Entre os séculos XVI e XIX, por meio do tráfico negreiro, milhões de pessoas foram trazidas à força da África para a América – tendo o Brasil, último país a abolir a escravidão, como maior destinatário desse contingente.
O tempo passou, a Lei Áurea (efetiva ou não) foi proclamada, mas o crime de tráfico de pessoas – considerada uma das formas modernas de escravidão – continua sendo uma realidade para o Brasil e um desafio à política migratória do governo. E o levantamento feito pelo Ministério da Justiça, em conjunto com o Escritório das Nações Unidas sobre Drogas e Crime (Undoc), dá uma dimensão – ainda que subestimada – do tamanho do problema.
Segundo a pesquisa, 475 brasileiros foram vítimas de tráfico de pessoas entre 2005 e 2011, sendo 337 desses casos referentes à exploração sexual e outros 135 de condições de trabalho análogas à escravidão. O país onde foi registrada uma incidência maior de cidadãos brasileiros vítimas desse crime foi o Suriname (que funciona como rota para a Holanda), com 133 vítimas, seguido da Suíça com 127, da Espanha com 104 e da Holanda com 71.
No entanto, os próprios autores do levantamento admitem que existam muitos casos que sequer chegam ao conhecimento das autoridades – não são devidamente registrados pelas entidades competentes e porque as vítimas não se apresentam ou não se reconhecem nessa situação.
A estratégia brasileira para combater o tráfico de pessoas tem se baseado em campanhas de conscientização e em uma rede nacional de apoio às vítimas. De acordo com o ministério, o governo federal vai anunciar, nos próximos dias, um pacote de medidas para o enfrentamento do problema. É esperar para ver quais serão.
Tais medidas, no entanto, não devem englobar somente as vítimas brasileiras e tampouco ficarem restritas ao âmbito nacional.
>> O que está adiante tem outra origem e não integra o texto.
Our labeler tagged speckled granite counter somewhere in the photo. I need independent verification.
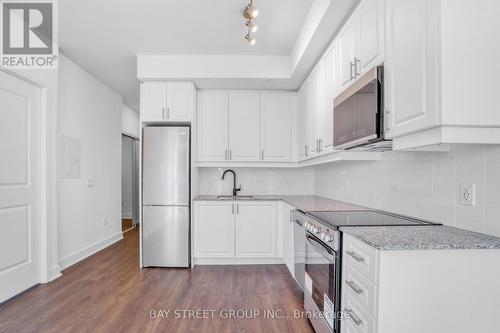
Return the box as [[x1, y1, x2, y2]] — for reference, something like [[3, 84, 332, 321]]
[[195, 195, 500, 251], [341, 225, 500, 250], [194, 195, 369, 213]]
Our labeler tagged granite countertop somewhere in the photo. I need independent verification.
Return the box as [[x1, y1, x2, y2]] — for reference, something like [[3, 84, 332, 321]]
[[195, 195, 500, 251], [194, 195, 369, 213], [341, 225, 500, 250]]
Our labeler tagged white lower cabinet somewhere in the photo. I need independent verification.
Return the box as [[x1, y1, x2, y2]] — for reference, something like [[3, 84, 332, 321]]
[[341, 233, 500, 333], [282, 203, 295, 276], [193, 201, 234, 258], [194, 201, 277, 262], [235, 201, 277, 258]]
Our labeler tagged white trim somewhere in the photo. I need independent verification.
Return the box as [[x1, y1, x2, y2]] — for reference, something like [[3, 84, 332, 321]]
[[58, 232, 124, 270], [193, 257, 284, 265], [48, 265, 62, 281]]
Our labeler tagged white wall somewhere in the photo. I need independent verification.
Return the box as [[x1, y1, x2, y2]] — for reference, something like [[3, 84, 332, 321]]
[[199, 167, 315, 196], [314, 145, 500, 237], [58, 55, 123, 269], [121, 136, 134, 218], [122, 104, 139, 138]]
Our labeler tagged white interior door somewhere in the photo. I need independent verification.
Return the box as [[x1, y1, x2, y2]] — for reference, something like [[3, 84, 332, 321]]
[[0, 70, 41, 303]]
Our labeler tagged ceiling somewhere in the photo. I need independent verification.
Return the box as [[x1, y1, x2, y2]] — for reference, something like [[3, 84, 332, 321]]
[[59, 0, 356, 111]]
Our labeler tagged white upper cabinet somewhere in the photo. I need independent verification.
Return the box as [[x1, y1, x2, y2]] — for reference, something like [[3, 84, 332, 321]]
[[307, 67, 322, 155], [297, 81, 309, 160], [319, 44, 337, 153], [357, 0, 386, 74], [197, 90, 295, 164], [141, 82, 195, 122], [338, 0, 385, 92], [260, 93, 292, 162], [228, 92, 261, 161], [166, 82, 195, 121], [384, 0, 438, 139], [141, 82, 165, 121], [338, 16, 358, 90], [196, 91, 228, 161]]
O caso dos imigrantes bolivianos encontrados em situação análoga à escravidão em uma fornecedora da grife de roupas Zara – infelizmente apenas um em meio a tantos outros semelhantes – é um exemplo de como o problema do tráfico de pessoas se manifesta sob uma série de outras formas. E uma verdadeira e efetiva política de combate a esse crime – que também pode ser considerado uma forma perversa de migração – precisa levar tais fatores em conta.
Para completar, conforme consta em definição no site do Undoc, o tráfico de pessoas pode ocorrer tanto internacionalmente quanto dentro do próprio país, o que requer atitudes de envergadura que ultrapassem também os limites nacionais e estejam coordenadas com outras nações.